Dicke Superradiance and Hanbury Brown and Twiss Intensity Interference: Two Sides of the Same Coin

Superradiance is one of the outstanding problems in quantum optics since Dicke introduced the concept of enhanced directional spontaneous emission by an ensemble of identical two-level atoms, situated in a collective highly entangled Dicke state [1]. However, the production of Dicke states with higher number of excitations remains a challenge. One option is the repeated measurements of photons at particular positions starting from the fully excited system. This amounts to measuring the m-th order photon correlation function for N > m emitters. In this case, if the detection is unable to identify the individual photon source, the collective system cascades down the ladder of symmetric Dicke states each time a photon is recorded, even for widely separated emitters.
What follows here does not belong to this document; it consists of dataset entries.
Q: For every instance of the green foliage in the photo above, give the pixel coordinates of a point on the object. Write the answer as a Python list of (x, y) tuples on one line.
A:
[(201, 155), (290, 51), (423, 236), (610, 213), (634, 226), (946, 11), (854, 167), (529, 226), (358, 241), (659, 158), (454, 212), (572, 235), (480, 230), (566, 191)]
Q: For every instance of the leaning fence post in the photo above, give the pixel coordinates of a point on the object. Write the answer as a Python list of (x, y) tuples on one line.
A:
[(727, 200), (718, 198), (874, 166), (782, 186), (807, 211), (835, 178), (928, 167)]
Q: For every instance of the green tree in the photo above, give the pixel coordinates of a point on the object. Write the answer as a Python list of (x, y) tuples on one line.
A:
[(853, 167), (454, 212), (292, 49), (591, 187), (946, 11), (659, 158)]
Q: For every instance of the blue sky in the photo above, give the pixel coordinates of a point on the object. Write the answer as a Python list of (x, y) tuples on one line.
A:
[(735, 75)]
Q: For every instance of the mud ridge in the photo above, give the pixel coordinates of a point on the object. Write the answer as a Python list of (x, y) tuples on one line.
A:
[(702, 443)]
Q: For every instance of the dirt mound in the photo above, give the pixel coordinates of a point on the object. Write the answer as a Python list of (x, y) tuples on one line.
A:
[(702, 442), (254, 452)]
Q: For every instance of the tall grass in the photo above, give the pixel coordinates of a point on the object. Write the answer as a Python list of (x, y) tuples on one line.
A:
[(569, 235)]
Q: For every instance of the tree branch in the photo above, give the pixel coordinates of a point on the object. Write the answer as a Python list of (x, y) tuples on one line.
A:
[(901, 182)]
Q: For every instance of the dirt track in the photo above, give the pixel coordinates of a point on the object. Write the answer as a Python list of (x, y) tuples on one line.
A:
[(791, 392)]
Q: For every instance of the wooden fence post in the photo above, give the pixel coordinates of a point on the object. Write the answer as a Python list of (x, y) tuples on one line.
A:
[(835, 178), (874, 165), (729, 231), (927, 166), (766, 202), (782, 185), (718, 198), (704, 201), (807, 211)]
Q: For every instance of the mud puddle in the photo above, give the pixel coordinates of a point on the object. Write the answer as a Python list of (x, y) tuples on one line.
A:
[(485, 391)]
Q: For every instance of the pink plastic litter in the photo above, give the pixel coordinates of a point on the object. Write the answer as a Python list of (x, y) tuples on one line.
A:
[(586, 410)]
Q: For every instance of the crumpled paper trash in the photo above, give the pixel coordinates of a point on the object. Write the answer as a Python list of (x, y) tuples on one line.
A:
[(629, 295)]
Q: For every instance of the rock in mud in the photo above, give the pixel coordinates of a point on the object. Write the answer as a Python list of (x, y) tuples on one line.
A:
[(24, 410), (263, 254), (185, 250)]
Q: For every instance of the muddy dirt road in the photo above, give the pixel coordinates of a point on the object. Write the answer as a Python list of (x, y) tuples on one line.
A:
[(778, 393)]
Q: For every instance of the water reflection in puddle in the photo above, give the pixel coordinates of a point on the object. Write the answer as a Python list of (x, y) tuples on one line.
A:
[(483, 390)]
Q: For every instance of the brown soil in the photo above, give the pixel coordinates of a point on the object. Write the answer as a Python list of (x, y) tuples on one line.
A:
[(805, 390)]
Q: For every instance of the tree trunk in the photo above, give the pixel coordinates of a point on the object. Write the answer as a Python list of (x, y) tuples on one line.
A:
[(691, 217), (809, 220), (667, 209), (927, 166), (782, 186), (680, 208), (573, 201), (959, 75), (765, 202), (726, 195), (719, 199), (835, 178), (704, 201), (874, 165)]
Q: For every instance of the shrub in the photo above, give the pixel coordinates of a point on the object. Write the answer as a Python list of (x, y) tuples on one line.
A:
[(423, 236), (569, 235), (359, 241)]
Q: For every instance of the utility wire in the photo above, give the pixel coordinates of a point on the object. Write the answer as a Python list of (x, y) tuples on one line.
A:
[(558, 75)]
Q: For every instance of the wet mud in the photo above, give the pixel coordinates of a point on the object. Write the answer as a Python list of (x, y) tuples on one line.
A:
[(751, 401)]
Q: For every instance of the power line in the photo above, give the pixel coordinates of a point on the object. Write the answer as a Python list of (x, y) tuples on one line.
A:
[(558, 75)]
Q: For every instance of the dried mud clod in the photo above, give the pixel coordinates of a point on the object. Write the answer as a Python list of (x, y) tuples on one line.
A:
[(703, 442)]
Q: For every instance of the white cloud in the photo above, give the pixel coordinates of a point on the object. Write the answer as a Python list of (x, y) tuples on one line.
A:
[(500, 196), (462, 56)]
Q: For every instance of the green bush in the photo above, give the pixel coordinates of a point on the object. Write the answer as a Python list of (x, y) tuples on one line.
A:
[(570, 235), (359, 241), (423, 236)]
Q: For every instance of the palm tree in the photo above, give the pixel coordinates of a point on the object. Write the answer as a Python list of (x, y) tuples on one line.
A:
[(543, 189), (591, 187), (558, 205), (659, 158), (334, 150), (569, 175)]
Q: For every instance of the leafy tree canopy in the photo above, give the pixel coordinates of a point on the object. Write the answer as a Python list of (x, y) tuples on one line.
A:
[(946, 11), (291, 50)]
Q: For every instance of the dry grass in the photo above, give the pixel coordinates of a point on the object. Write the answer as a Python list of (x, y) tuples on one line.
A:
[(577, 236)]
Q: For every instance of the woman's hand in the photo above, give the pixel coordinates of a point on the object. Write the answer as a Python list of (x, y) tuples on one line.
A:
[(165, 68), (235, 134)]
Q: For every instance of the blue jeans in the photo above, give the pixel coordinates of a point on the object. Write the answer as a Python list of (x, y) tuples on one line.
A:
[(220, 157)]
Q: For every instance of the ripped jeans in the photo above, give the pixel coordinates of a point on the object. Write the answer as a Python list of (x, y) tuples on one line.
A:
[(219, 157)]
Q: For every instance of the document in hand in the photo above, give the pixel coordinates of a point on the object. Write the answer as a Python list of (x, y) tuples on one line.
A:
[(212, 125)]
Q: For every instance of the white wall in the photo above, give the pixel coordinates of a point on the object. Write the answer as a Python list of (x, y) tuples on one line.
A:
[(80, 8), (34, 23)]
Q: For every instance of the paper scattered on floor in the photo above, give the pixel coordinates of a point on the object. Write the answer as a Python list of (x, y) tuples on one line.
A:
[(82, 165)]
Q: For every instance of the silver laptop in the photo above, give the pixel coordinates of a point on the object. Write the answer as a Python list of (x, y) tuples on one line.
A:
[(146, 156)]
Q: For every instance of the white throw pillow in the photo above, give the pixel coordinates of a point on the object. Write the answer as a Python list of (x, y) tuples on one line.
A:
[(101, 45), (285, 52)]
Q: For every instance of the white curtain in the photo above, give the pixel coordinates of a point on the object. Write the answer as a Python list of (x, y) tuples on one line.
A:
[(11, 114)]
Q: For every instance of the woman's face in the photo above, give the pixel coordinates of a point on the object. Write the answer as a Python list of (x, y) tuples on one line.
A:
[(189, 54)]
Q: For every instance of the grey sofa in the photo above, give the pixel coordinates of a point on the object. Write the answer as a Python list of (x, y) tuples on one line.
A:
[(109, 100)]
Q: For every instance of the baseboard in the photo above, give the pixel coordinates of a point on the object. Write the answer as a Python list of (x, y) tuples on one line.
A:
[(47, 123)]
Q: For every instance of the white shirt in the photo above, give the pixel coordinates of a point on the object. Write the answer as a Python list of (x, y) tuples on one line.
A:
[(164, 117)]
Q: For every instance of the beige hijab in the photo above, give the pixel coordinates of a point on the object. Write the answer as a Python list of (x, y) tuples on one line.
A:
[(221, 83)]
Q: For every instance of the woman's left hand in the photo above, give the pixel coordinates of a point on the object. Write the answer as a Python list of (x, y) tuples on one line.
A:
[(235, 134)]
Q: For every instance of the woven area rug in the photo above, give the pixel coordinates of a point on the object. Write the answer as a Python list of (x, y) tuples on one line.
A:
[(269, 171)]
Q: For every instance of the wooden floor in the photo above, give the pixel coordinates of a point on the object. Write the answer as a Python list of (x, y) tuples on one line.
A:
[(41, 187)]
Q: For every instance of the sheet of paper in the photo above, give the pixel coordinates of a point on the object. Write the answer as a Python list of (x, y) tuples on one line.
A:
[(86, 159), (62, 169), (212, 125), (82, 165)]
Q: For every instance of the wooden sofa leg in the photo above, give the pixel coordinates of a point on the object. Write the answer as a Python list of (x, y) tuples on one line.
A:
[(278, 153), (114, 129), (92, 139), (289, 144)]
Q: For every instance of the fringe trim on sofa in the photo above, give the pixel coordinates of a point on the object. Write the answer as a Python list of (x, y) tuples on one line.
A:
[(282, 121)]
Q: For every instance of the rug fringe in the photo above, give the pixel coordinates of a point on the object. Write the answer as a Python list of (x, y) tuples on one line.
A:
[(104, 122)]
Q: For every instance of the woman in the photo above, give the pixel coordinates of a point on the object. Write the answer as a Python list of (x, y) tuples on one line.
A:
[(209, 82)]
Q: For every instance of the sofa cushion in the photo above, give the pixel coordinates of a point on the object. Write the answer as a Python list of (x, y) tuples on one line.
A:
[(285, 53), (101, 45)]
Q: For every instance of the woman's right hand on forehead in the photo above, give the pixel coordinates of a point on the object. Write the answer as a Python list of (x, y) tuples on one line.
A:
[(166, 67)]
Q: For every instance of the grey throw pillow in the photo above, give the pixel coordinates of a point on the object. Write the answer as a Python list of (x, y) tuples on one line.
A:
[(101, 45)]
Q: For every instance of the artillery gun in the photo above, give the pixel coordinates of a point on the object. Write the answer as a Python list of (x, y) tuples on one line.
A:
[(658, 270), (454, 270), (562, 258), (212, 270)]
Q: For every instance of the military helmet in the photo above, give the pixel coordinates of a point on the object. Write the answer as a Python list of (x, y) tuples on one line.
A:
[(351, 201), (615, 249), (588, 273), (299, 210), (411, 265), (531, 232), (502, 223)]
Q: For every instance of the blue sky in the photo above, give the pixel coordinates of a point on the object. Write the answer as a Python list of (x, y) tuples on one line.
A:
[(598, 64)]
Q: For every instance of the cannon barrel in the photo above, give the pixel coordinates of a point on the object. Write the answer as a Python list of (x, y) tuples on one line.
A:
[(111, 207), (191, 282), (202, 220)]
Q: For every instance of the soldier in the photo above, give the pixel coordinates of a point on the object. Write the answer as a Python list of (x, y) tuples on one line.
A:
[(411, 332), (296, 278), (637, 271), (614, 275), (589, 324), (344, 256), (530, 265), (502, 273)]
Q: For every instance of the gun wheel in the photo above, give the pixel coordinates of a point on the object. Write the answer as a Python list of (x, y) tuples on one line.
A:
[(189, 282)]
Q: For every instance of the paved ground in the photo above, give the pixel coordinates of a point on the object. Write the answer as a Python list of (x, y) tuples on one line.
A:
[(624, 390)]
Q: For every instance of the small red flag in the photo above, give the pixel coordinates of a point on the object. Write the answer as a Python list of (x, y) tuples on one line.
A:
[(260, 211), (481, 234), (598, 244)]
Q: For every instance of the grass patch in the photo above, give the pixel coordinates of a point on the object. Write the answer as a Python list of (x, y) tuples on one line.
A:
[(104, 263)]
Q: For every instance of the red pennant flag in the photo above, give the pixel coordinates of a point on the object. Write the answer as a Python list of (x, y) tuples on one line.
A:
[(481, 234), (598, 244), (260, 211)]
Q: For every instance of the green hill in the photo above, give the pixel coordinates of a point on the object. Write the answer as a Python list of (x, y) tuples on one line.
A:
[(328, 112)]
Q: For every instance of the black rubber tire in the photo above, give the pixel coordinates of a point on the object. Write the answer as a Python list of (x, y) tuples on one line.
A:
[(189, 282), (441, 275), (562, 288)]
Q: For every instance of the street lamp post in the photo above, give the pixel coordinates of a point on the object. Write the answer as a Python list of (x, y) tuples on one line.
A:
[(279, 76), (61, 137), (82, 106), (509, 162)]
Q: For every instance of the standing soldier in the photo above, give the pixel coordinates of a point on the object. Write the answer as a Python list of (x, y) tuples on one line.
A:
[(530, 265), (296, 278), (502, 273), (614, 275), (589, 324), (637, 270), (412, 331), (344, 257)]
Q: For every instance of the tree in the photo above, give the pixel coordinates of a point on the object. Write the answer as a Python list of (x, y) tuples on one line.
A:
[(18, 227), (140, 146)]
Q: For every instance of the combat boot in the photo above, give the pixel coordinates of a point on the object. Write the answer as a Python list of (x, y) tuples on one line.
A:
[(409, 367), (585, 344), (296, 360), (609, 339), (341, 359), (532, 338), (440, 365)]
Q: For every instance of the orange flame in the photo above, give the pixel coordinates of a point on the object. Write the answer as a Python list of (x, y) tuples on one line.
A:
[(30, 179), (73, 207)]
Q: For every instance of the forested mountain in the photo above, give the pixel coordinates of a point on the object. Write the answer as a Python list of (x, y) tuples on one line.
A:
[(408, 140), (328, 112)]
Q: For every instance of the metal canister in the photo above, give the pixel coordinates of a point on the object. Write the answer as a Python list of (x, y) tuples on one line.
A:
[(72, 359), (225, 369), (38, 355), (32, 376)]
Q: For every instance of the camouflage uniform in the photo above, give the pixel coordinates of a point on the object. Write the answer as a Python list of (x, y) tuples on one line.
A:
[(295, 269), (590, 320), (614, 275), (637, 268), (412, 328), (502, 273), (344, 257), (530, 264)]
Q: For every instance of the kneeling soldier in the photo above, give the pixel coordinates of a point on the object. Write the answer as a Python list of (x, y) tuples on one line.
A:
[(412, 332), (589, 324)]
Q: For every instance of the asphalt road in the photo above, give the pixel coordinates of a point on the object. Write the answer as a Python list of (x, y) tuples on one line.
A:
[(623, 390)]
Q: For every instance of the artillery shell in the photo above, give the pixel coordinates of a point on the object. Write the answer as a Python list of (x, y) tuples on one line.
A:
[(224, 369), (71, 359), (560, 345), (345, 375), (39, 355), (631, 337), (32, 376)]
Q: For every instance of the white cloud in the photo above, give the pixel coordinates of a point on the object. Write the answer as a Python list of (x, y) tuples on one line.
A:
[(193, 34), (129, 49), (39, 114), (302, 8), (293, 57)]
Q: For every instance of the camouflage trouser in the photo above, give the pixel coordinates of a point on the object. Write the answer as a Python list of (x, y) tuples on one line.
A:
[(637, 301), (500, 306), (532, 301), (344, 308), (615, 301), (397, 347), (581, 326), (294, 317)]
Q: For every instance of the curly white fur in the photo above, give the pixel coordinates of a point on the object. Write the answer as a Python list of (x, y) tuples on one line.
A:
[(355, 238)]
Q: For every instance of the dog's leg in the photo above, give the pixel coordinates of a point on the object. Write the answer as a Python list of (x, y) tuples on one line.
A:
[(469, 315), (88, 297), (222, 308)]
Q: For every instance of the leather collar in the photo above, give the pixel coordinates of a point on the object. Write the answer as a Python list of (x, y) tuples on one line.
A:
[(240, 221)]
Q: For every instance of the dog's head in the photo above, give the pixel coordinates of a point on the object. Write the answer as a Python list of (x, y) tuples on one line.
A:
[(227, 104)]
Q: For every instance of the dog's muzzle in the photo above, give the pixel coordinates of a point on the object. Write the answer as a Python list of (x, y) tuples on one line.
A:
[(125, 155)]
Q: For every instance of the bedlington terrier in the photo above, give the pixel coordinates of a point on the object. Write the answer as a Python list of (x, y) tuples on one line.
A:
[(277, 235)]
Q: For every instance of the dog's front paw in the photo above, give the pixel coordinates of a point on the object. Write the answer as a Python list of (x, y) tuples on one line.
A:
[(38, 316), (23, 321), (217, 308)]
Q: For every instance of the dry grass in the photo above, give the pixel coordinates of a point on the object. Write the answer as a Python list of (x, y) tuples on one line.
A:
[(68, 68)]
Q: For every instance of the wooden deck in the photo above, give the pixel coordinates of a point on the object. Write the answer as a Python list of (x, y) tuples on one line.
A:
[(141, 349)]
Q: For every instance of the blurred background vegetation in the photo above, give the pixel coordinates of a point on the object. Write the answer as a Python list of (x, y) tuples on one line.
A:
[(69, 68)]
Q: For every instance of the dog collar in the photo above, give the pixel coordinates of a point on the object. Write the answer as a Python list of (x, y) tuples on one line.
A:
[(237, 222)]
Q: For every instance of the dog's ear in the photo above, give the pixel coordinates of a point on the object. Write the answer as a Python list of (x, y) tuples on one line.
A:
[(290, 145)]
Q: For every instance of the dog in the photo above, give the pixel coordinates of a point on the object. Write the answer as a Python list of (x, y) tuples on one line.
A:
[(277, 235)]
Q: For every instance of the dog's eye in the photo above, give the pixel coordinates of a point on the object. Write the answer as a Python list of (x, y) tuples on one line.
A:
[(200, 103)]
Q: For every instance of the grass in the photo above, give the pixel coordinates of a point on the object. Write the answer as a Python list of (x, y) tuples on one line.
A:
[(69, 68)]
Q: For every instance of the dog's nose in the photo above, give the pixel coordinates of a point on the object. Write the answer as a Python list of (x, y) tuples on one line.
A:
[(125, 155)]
This is another example of measurement induced entanglement among parties which do not directly interact with each other [2–9]. Following this approach we show that an enhanced directional emission of spontaneous radiation can be produced via measurement of higher order correlation functions starting from initially uncorrelated systems [10,11]. The approach is applicable to a wide variety of quantum emitters like trapped atoms, ions, quantum dots or NV-centers. Surprisingly, the method is also valid for initially uncorrelated incoherent classical emitters. This is experimentally confirmed with up to eight statistically independent thermal light sources [11]. In both cases, i.e., for classical and quantum sources, the arrangement to measure the higher order correlation functions corresponds to a generalized Hanbury Brown and Twiss setup. This shows that the two phenomena, superradiance and the Hanbury Brown and Twiss effect, stem from the same interference phenomenon and are two sides of the same coin.